Los investigadores difieren de la utilidad de estas ruinas como fortaleza o pucará.[12][13]José Toribio Medina la describe como pucará con los muros conformando una elipse, lo que parece distinguirse desde el aire.

La geografía y orografía no acompañan este propósito,[nota 4]​ similar al caso de la huaca de Chena, latamente conocida como pucará pero resultó ser una huaca. Por lo que es poco probable que haya sido un pucará, sino más bien podría haber tenido un uso ritual, como las ruinas de Complejo Arquitectónico Cerro Mercachas. [nota 5]​ Estas ruinas fueron reconocidas por una cantidad de alrededor de 25 recintos, los de mayores tamaños ubicados al noreste del cerro con una amplia visibilidad hacia las más altas cumbres como el Aconcagua. Describe asimismo una hilera de piedras de poco más de 80 cm de ancho, orientada de norte a sur, con espacios circulares cada tres metros. En un plano presentado por Rubén Stehberg figura un segundo alineamiento de piedras un poco más al sur, que está orientado aproximadamente a 70° al noreste.

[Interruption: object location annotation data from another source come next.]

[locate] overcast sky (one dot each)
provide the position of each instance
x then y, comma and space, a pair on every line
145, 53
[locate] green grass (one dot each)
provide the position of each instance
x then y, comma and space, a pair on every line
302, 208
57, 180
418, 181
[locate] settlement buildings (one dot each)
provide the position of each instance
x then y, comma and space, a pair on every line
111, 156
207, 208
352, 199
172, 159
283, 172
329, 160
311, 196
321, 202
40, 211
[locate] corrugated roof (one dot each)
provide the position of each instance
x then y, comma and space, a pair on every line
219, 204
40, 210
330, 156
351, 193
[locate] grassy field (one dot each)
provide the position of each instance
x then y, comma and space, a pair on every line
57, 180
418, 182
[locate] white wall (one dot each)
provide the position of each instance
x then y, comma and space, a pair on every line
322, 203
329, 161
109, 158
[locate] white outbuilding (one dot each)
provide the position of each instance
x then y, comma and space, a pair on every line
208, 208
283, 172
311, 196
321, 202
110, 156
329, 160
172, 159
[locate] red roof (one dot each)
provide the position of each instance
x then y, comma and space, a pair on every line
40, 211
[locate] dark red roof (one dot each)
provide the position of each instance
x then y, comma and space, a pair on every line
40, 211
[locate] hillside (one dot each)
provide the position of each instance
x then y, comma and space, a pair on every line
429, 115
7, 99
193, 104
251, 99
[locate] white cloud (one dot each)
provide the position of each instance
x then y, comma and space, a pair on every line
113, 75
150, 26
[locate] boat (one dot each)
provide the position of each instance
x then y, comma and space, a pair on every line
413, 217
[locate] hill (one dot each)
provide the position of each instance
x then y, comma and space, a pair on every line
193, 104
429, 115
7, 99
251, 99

De acuerdo a lo anterior, lo más probable es que esta explanada hubiera tenido finalidades rituales semejantes a los actuales bailes de Chinos, los que habrían sucedido en torno al solsticio de invierno, los predecesores del Inti Raymi o We Tripantu.

Los incas habían desarrollado una compleja astronomía, basada en la salida y puesta del Sol (inti), la Luna (quilla) y ciertos planetas y astros, particularmente Venus (chasca) y las Pléyades (collca).[15]